Already, there are faith leaders heading to courts claiming that abortion banks that don't take into account the life and health of the mother violate their religious freedom. In religions like Judaism, the fetus does not exist without the host, so they put the life of the pregnant person first. The idea of life beginning at conception or at six weeks or eight weeks or 20 weeks isn't rooted in science; it's rooted in far-right forms of Christianity. A fetus isn't considered viable until around 24 weeks. So, non-Christian leaders say that the state laws violate their religious freedoms.
For example, the National Council of Jewish Women explained that "life does not begin at conception under Jewish law. Sources in the Talmud note that the fetus is 'mere water' before 40 days of gestation. Following this period, the fetus is considered a physical part of the pregnant individual’s body, not yet having life of its own or independent rights. The fetus is not viewed as separate from the parent’s body until birth begins and the first breath of oxygen into the lungs allows the soul to enter the body."

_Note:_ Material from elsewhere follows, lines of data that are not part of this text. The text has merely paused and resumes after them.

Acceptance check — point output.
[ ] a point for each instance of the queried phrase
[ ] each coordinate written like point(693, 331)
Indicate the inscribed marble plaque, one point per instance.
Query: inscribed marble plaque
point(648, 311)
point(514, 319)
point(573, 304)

So, for all of the states that passed their own "religious freedom" laws, these suits from religious groups saying its religious freedoms are being violated could end up in state Supreme Courts.
"It was easy to unite against Roe v. Wade," said Louisiana state Rep. Alan Seabaugh, who tried to kill the part of his state law that would have thrown women in jail for having abortions.
"I think this issue has the potential to divide the right," he said about abortion generally, "because of the issue of where you put the line. It’s not clean, neat and easy."
Other national anti-choice activists are working to kill interstate travel and commerce and ensure that women cannot travel to another state because they could be pregnant and could be getting an abortion.
"The Thomas More Society and GOP state lawmakers are seeking to advance proposals allowing private citizens to sue people who help or provide a resident of a state that has banned abortion terminate a pregnancy in another state," The Washington Post previously reported last month.
But even Americans' Right to Life confessed that it shouldn't be a random person but those who have an invested interest in the pregnancy, like members of the family.
"We don’t support an open-ended, any Tom, Dick or Harry can use the law," said Forsythe, of Americans United for Life, which wrote hundreds of antiabortion bills for anti-choice lawmakers. “The civil enforcement mechanism should be limited to women injured by abortion or family members involved or affected."
Such a requirement would essentially eliminate the vigilante component of the law.
Interstate commerce issues are left up to Congress, not the states, according to the U.S. Constitution. The Supreme Court's elimination of Roe handed the regulation of state laws back to the states. That has now sparked interstate legislative debate, with some trying to ban travel to others that allow abortions. Lawsuits between people in states with different laws will likely head to the Supreme Court to decide.